A warm, inspirational blog graphic featuring a woman standing on a balcony overlooking a sunlit landscape while holding a mug and reflecting quietly. The text reads, "The Day I Stopped Asking for Permission." Soft green and gold tones create a calm, empowering mood that evokes self-trust, freedom, and personal growth.

The Day I Stopped Asking for Permission

I was standing in a driveway in La Mirada, handing the magician divorce papers I had filed myself.

No lawyer. No safety net. Just a form I’d filled out at a friend’s kitchen table and the steady, unshakeable knowledge that this chapter of my life was over.

When he looked at the papers, then looked at me, he sneered: “You know what’s wrong with you, Jonni? You think you’re too good for us.”

For most of my life up to that point, a comment like that would have undone me. I would have apologized. I would have shrunk a little. I would have found some way to make him more comfortable with the thing I needed to do for myself.

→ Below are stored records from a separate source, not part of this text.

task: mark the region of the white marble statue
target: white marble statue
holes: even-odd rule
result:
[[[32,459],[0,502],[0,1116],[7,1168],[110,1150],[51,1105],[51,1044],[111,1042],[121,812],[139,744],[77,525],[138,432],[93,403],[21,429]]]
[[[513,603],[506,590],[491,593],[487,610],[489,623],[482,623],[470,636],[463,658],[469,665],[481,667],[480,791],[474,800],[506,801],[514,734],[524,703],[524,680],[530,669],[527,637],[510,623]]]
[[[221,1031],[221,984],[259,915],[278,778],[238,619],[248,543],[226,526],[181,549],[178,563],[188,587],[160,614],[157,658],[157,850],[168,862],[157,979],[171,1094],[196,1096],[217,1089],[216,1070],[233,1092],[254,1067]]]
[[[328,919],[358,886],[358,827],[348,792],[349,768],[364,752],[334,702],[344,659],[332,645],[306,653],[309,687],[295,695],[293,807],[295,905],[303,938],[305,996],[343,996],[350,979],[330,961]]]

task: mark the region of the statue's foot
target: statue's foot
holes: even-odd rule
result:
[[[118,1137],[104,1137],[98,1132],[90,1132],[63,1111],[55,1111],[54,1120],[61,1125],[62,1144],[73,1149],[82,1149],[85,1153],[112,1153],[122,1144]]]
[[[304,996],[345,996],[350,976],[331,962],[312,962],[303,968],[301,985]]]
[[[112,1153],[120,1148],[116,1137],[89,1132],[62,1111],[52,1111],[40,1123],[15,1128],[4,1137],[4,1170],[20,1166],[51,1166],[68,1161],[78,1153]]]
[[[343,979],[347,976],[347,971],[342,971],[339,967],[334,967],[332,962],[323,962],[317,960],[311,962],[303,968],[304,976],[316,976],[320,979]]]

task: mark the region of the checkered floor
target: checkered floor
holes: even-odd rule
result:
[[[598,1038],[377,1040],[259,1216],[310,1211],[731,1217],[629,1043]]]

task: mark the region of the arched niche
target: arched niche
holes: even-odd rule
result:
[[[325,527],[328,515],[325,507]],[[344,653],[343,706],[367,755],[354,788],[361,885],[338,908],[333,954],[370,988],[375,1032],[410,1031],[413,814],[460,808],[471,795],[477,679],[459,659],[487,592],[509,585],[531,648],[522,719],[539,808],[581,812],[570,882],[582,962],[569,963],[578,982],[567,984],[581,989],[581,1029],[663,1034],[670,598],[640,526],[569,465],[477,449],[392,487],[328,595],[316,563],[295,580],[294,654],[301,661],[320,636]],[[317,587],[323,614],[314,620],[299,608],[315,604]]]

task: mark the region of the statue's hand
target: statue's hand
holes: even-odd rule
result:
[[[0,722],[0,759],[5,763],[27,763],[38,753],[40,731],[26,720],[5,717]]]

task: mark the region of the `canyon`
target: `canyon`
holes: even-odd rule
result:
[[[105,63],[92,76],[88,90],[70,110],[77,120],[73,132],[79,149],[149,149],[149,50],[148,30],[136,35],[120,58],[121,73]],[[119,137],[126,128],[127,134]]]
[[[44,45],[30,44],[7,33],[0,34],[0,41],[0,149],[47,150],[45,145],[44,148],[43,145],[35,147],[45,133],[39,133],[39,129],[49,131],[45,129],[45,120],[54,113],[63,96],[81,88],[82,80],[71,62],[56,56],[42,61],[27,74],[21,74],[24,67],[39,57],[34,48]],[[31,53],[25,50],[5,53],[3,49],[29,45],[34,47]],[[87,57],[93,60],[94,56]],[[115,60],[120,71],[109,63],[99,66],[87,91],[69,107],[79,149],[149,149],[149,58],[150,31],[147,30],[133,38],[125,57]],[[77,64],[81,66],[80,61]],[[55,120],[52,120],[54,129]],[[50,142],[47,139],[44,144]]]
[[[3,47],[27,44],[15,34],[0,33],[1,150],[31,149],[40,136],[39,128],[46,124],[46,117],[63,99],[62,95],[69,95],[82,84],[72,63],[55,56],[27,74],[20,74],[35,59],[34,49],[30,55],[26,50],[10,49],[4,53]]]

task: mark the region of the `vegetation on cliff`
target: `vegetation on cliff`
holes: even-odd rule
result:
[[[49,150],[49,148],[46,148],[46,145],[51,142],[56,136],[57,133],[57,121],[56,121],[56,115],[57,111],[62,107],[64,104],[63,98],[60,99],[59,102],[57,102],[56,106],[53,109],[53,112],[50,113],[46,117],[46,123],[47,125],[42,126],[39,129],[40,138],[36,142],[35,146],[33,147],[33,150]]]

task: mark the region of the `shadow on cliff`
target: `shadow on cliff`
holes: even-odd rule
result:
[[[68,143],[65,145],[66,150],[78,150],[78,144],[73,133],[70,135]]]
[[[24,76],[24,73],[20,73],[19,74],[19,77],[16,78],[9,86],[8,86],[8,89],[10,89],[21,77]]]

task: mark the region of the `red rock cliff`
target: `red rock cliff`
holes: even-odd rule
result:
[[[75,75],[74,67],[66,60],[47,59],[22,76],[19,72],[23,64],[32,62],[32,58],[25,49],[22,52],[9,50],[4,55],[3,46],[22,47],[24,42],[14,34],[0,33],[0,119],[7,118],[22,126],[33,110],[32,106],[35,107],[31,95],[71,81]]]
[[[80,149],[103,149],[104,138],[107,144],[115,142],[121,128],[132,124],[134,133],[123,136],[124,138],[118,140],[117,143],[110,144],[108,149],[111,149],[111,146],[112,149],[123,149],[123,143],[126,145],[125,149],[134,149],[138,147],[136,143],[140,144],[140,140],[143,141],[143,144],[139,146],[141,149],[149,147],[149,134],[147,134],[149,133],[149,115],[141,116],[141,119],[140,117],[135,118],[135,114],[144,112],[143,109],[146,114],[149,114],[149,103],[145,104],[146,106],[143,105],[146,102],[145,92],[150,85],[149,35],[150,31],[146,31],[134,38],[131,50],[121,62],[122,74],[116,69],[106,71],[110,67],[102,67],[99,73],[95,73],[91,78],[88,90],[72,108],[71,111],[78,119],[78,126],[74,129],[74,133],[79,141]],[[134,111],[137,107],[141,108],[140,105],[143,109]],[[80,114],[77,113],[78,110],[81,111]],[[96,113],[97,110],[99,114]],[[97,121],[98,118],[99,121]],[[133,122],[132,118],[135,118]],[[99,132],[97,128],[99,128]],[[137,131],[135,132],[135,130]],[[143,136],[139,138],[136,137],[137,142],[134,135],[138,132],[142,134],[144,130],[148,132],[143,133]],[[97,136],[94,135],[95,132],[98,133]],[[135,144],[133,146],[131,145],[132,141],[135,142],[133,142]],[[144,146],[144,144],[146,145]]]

Instead, I heard myself say: “You know what, Darryl? I am.”

I got in my car and drove away.

It sounds simple. But I want to be honest about what that moment actually cost me to arrive at — because it wasn’t courage born from a place of clarity and confidence. I was not yet twenty-one. I was riddled with shame. I had run away in the middle of the night to marry a man I barely knew, and now I was married and divorced before most of my friends had finished their sophomore year of college — a college I’d had to drop out of because of the chaos that marriage had caused. I had lost my per diem, my spot on the dance team, the music degree I’d been working so hard for.

I had every reason to stay small in that driveway. To apologize for inconveniencing him. To question whether I had any right to walk away from a mess I’d made.

But to stay in that abusive, toxic environment would have cost me even more than I’d already lost. So I held the decision. I kept it. And for the first time, I didn’t ask anyone’s permission to do so.


The Habit Nobody Talks About

Here’s something I’ve noticed in almost every woman I’ve worked with, no matter how accomplished, capable, or self-aware she is: She still checks.

She makes a decision — a real one, one she feels good about — and then, almost immediately, she floats it to someone else. Her partner. Her best friend. Her sister. Even a stranger on the internet. “What do you think? Does this make sense? Would you do this?”

On the surface, it looks like collaboration. Like wisdom. Like the kind of thoughtful, measured approach that smart women are supposed to take. But underneath, something else is often happening. She’s not gathering information. She’s asking for permission. And the moment she hands that decision to someone else for approval, she undermines the very thing she’s trying to build: trust in herself.

I know this pattern because I lived it for years. Not in dramatic ways — I was never the woman who couldn’t decide what to order at a restaurant. I was decisive in my career, capable in a crisis, the one people came to when they needed someone to think clearly under pressure. I was a great negotiator.

But the decisions that mattered most to me personally? The ones about my life, my relationships, my own worth and direction? Those I rarely held on to. I would make them, then immediately look around to see if anyone agreed. And if they didn’t — if there was even a flicker of doubt in someone else’s eyes — I would start to doubt myself too. That’s not self-trust. That’s self-trust with an asterisk.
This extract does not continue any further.